By the early 1890s, her heart problems led Wilkes to spend winter months in California. During the winter of 1890-91 she served the Alameda Unitarian Church. Wilkes was one of eighteen ordained women on the stage for the 1893 World's Congress of Representative Women held in Chicago, Illinois. Back in California in 1894, she served as Assistant Pastor at Oakland's First Unitarian Church. In 1895, Wilkes became the first woman minister to be a delegate to the Pacific Unitarian Conference. She was also elected President of the Western Woman's Unitarian Conference.
Between 1895 and 1901 Wilkes made yearly trips to Sioux Falls to check on her congregations. In 1901, she moved to Santa Ana, California, and once again helped to found a new congregation. William joined her a couple of years later. In 1905, at the national suffrage convention in Portland, Oregon, she shared the pulpit with Eleanor Elizabeth Gordon and Anna Howard Shaw. Wilkes was also active in the Woman's Congress Association of the Pacific Coast and the California Equal Suffrage Association. In 1911 she took part in the successful women's suffrage campaign in California. In 1913, at the Governor's request, she represented California at the International Women Suffrage Congress in Budapest. She twice traveled to England to assist with suffrage campaigns.
William died in 1909. Eliza formally retired from the ministry that year but served as Chaplain for the Cumnock School in Los Angeles until her death in 1917. Her sister, Kate Tupper Galpin, was head of the Cumnock School Academy. In 1917 Eliza visited her daughter Queenie in Northampton, Massachusetts. She died while on a short holiday in Atlantic City, New Jersey. She was buried without a marker in the family plot at Mt. Pleasant Cemetery in Sioux Falls.
- The Allen Tupper True Collection in the Smithsonian Archives of American Art contains letters, photographs, and memorabilia from the Tupper and Wilkes families.
- Other letters and records can be found in Jenkin Lloyd Jones Papers, Regenstein Library at the University of Chicago; Jenkin Lloyd Jones and Western Unitarian Conference Papers, Wiggins Library at Meadville Lombard Theological School in Chicago, Illinois; and the American Unitarian Association Archives at Harvard in Cambridge, Massachusetts.

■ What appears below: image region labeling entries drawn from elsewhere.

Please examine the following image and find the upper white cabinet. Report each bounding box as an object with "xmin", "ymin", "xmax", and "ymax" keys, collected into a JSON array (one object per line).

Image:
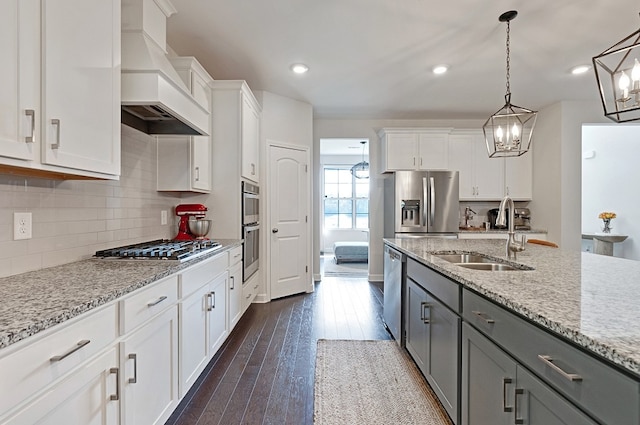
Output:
[
  {"xmin": 0, "ymin": 0, "xmax": 120, "ymax": 179},
  {"xmin": 504, "ymin": 151, "xmax": 533, "ymax": 201},
  {"xmin": 211, "ymin": 80, "xmax": 262, "ymax": 183},
  {"xmin": 157, "ymin": 57, "xmax": 213, "ymax": 193},
  {"xmin": 449, "ymin": 130, "xmax": 504, "ymax": 201},
  {"xmin": 379, "ymin": 128, "xmax": 451, "ymax": 172}
]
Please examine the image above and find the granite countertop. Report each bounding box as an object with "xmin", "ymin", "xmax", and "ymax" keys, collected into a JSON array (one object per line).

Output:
[
  {"xmin": 0, "ymin": 239, "xmax": 241, "ymax": 349},
  {"xmin": 385, "ymin": 238, "xmax": 640, "ymax": 379}
]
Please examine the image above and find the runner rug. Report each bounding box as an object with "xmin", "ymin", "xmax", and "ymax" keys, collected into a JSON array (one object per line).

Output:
[{"xmin": 314, "ymin": 339, "xmax": 451, "ymax": 425}]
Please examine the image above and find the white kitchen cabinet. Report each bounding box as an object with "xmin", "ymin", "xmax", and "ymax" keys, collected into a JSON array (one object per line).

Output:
[
  {"xmin": 449, "ymin": 130, "xmax": 504, "ymax": 201},
  {"xmin": 211, "ymin": 80, "xmax": 262, "ymax": 183},
  {"xmin": 229, "ymin": 246, "xmax": 243, "ymax": 332},
  {"xmin": 504, "ymin": 152, "xmax": 533, "ymax": 201},
  {"xmin": 0, "ymin": 0, "xmax": 40, "ymax": 161},
  {"xmin": 157, "ymin": 57, "xmax": 213, "ymax": 193},
  {"xmin": 242, "ymin": 92, "xmax": 260, "ymax": 183},
  {"xmin": 178, "ymin": 252, "xmax": 229, "ymax": 397},
  {"xmin": 0, "ymin": 347, "xmax": 120, "ymax": 425},
  {"xmin": 379, "ymin": 128, "xmax": 450, "ymax": 172},
  {"xmin": 120, "ymin": 304, "xmax": 179, "ymax": 425},
  {"xmin": 0, "ymin": 0, "xmax": 120, "ymax": 179}
]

- Biographical sources include a 16-page booklet, Mila Tupper Maynard, A Mother's Ministry: Glimpses into the Life of Eliza Tupper Wilkes, 1844-1917 (1917?); Dana Bailey, History of Minnehaha County (1899); and the conference presentation, Doug Chapman, Dakota Territory's Eliza Tupper Wilkes: Prairie Pastor (2000), which is available on the Internet.
- A number of short items by and about Eliza Tupper Wilkes and her family can be found in 19th century suffrage and religious periodicals and reports including: Old and New, the Iowa Unitarian Conference monthly; the Woman's Standard, a national suffrage publication; Progress, the official organ of the National American Women Suffrage Association; Unity, published by the Western Unitarian Association; and The Christian Register.
- Secondary sources include Cynthia Grant Tucker, Prophetic Sisterhood: Liberal Women Ministers on the Frontier, 1880-1930 (1990); Charles H. Lyttle, Freedom Moves West: A History of the Western Unitarian Conference 1852-1952 (1952); and Ronald Knapp, ed., Bring, O Past, Your Honor: Unitarian Universalism and the Area That Is Now Prairie Star District (1986).